La caresse de Mao Fujita
L’orchestre, dirigé par Elias Grandy interprète les deux œuvres de façon bien distinctes. Alors qu’il donne au concerto une délicatesse et une douceur subtile, parfois à la limite de la discrétion, il confère au contraire à la symphonie vigueur, puissance et énergie. Cela commence tout d’abord par Mao Fujita qui caresse les touches du piano avant de jouer ses premières notes pianissimo. Il est de près suivi par l’orchestre qui amorce un crescendo efficace par paliers progressifs. Le chef porte une attention particulière au jeu du pianiste dont il reprend les tempi. L’accompagnement notamment par les bois seuls au premier mouvement affirment la poésie de la partition. Les musiciens jouent particulièrement avec les faibles volumes imposant un silence total dans la salle pour maximiser l’attention du public. Les tempi sont assez lents, renforçant la force des silences entre les notes du pianiste, confirmant ce que disait Jean Starobinski : « Les vrais musiciens, par la manière dont ils attaquent le silence, le rendent plus profond. » L’interprétation de l’orchestre est globalement très fluide, s’inscrivant dans une lecture romantique de l’œuvre au détriment peut-être cependant de la netteté de certains motifs légèrement flottants dans le premier mouvement.
À lire également : Toulouse en Ligue des Champions !
Elias Grandy : Brahms électrique
Les élans de l’orchestre contrastent la tulle délicate de l’interprétation de Mao Fujita au troisième mouvement, et préfigurent la verve de la quatrième symphonie de Brahms.
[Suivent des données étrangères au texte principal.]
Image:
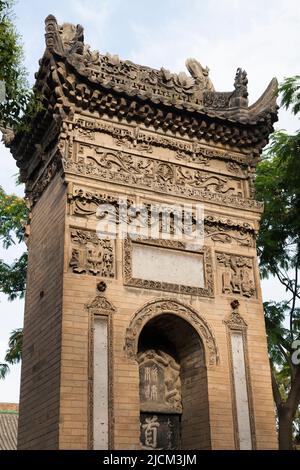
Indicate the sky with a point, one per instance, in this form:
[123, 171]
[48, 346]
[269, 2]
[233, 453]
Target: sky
[261, 36]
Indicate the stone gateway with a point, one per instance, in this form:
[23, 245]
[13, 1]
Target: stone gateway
[144, 342]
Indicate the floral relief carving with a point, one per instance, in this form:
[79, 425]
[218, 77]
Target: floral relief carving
[237, 274]
[142, 172]
[91, 255]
L’orchestre réussi en effet le pari délicat d’unir l’intensité du son à la clarté de l’ensemble, ménageant suffisamment d’espace pour chaque pupitre et chaque effet, y compris dans les éclatants fortissimo et les vastes tutti. Elias Grandy insuffle l’énergie à l’orchestre par sa gestuelle calculée, très ample et engagée (au point parfois d’émettre cependant quelques souffles audibles). Le volume est cette fois ci affirmé et il n’est plus question de faire dans la timidité ou l’humilité. Cette assurance s’ancre dans la structuration ordonnée de chaque ligne et l’agencement précis des motifs. Ces derniers sont développés efficacement par les pupitres comme les percussions martiales du second mouvement, les appels de cuivres et de bois qui confèrent à l’œuvre un caractère quasiment épique ou encore les accents de violon au quatrième mouvement. L’interprétation de la symphonie est ainsi particulièrement vivante et saisissante pour le public qui l’accueille chaudement à la fin du concert par des applaudissements nourris et réitérés. Bien joué les petits jeunes !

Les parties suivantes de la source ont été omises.